Para conseguir a aprovação, será necessário o apoio da oposição no Parlamento

Efe,

17 de outubro de 2007 | 03h18

O Executivo japonês tenta aprovar nesta quarta-feira, 17, uma nova lei antiterrorista para permitir que suas Forças Armadas continuem apoiando a missão dos Estados Unidos no Afeganistão. Para conseguir a aprovação, o governo vai precisar do apoio da oposição no Parlamento. A aprovação final da lei será a primeira prova de fogo do governo do novo primeiro-ministro do Japão, Yasuo Fukuda, que assumiu o cargo há menos de um mês. A oposição controla o Senado desde julho e pode bloquear a medida. O Gabinete modificou o texto da atual lei antiterrorista, que vence dia 1 de novembro, para tentar conseguir o apoio do Partido Democrático (PD), o maior da oposição.
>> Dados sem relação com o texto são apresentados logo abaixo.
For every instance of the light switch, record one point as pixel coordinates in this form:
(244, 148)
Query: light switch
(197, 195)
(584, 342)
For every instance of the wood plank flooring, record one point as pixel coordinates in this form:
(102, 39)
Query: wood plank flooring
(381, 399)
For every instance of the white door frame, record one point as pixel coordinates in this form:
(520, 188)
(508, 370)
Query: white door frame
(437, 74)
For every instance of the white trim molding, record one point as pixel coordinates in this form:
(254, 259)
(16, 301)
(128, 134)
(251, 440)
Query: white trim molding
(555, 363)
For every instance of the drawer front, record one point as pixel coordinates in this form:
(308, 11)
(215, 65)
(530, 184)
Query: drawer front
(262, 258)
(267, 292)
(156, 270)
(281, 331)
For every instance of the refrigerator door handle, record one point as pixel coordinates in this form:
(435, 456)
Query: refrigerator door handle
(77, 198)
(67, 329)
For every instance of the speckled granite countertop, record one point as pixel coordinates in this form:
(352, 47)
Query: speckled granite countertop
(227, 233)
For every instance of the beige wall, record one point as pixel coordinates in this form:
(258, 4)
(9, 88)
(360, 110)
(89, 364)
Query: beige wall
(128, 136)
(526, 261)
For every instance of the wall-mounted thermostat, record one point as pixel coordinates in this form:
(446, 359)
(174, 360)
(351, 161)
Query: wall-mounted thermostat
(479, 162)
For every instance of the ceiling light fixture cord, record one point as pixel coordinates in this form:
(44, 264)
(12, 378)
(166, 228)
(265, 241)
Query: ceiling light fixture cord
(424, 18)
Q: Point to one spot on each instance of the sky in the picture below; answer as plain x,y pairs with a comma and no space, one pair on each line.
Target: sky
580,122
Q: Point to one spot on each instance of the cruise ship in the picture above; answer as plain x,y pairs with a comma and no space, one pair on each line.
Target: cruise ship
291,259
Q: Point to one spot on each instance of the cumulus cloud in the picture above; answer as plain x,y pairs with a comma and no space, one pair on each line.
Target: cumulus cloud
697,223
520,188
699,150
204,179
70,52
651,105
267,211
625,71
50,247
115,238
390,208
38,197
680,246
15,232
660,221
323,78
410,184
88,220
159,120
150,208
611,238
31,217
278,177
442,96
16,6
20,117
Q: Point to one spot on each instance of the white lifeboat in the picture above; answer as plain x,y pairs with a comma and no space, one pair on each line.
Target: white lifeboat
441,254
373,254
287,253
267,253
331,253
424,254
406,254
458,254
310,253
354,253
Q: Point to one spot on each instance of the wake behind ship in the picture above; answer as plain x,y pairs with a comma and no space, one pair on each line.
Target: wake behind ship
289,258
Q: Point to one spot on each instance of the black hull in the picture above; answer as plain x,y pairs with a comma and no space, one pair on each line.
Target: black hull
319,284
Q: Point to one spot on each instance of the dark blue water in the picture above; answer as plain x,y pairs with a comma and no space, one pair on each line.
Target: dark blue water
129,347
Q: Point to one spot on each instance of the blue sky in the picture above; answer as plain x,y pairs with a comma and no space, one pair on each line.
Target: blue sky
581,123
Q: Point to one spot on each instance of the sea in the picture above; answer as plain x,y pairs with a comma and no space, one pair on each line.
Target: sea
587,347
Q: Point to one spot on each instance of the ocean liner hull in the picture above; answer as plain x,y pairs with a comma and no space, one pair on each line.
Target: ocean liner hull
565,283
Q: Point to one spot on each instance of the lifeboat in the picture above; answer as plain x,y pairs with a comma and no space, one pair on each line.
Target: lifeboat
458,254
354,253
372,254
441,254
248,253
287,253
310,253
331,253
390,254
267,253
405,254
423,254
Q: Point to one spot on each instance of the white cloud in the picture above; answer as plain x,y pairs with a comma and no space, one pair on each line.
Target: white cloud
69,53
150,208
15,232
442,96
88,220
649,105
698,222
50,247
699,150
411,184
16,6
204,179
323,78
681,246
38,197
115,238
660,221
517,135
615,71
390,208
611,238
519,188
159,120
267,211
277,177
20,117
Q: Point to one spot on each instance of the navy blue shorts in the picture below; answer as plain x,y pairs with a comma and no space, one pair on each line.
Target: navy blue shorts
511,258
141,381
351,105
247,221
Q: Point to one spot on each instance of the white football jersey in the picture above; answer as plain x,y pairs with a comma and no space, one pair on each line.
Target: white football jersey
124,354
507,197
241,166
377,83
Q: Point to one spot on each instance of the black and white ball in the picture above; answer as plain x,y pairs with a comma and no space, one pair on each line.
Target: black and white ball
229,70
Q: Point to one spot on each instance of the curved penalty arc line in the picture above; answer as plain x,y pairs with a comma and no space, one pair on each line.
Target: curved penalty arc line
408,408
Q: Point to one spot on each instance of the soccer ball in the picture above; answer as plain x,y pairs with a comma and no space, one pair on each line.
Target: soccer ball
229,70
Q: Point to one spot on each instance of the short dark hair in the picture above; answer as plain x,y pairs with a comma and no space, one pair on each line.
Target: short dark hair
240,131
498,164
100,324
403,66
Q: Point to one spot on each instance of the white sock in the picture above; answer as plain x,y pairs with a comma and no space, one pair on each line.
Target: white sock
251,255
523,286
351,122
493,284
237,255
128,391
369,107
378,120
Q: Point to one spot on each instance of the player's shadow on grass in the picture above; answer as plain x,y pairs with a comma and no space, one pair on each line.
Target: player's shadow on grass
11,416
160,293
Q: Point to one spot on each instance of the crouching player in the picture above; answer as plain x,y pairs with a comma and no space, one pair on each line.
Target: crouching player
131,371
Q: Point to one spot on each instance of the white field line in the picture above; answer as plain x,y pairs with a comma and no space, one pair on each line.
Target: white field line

A nova norma, com um período de um ano, limita a atividade das Forças de Autodefesa ao fornecimento de combustível e água ao Exército dos EUA e de outros países envolvidos na campanha militar no Afeganistão. A lei acrescenta que as atividades do Exército japonês se limitarão geograficamente às "zonas sem combates" no Oceano Índico, inclusive o Golfo Pérsico. A atual norma autoriza uma colaboração militar mais estreita entre Japão e Estados Unidos. A atual lei, aprovada pouco depois dos atentados de 11 de setembro de 2001, permite a busca e resgate de militares desaparecidos e outras atuações. O PD se posicionou em várias ocasiões contra a colaboração com os Estados Unidos no Afeganistão. Até agosto de 2007, o Japão forneceu 480 milhões de litros de combustível a navios de guerra de 11 países no oceano Índico, segundo os dados do Executivo.